C’est en saisissant les possibilités offertes par le délitement du régime de Saddam Hussein à la fin de la première guerre du Golfe que les Kurdes d’Irak ont bâti leur autonomie. La «Région autonome du Kurdistan» (ou Kurdistan irakien) est aujourd’hui une entité fédérale autonome regroupant environ 5 millions de personnes et reconnue internationalement. Les Kurdes de Syrie semblent bien décidés à suivre l’exemple de leurs cousins irakiens, et dans les provinces du Nord-Est de la Syrie, où l’emprise du régime de Bachar el-Assad se relâche, le «Kurdistan occidental» prend forme…

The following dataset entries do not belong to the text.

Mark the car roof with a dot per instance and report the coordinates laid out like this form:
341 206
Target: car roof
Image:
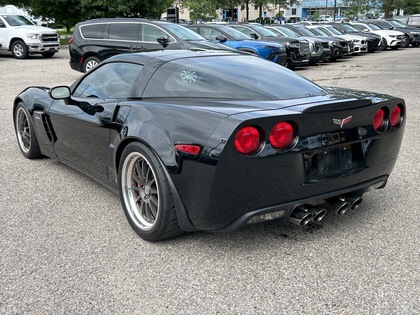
108 20
161 56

Focalisé sur la bataille d’Alep, Bachar el-Assad a choisi de faire appel à ses troupes loyales positionnées dans les provinces périphériques. Presque immédiatement, dans les zones kurdes du Nord-Est de la Syrie, des milices kurdes ont pris le contrôle de plusieurs grandes villes. La rapidité de cette opération contraste avec l’attentisme des Kurdes depuis le début des soulèvements en Syrie. Les différentes formations kurdes étaient en effet divisées sur cette question. La plus puissante d’entre elles, le Parti de l’Union Démocratique (PYD, généralement présentée comme le bras politique du PKK en Syrie) avait en effet choisit de soutenir le régime d’el-Assad alors que le Conseil National Kurde (KNC, une coalition d’une douzaine de partis) était plus proche de la rébellion. C’est à Masoud Barzani, Président du Kurdistan irakien que l’on doit le rapprochement de ces deux formations rivales. Réunis sous son égide à Erbil, en Kurdistan irakien, le PYD et le KNC ont créé et intégré une nouvelle structure chargée de gouverner les zones kurdes «libérées». Cet accord comporte également un volet militaire, avec la création d’«Unités de Protection Populaire» kurdes, en partie entraînées au Kurdistan irakien, et dont on a pu ces jours-ci constater l’efficacité.
Défendre leur région
L’alliance des différentes formations kurdes après des années de dissensions attisées par le régime syrien a été facilitée par le manque de crédibilité du Conseil National Syrien (CNS) sur le dossier kurde, et plus généralement en matière de respect des droits des minorités. Il est vrai que les trois parrains de cette coalition d’opposants au régime syrien– l’Arabie Saoudite, le Qatar et la Turquie – ne jouissent pas d’une réputation reluisante en la matière. Certes, le CNS a bien tenté de faire illusion en se dotant, le 6 juin dernier, d’un président kurde… Mais moins d’un mois plus tard, le KNC claquait la porte du CNS qui s’obstinait à exiger que la Syrie soit considérée comme une «nation arabe».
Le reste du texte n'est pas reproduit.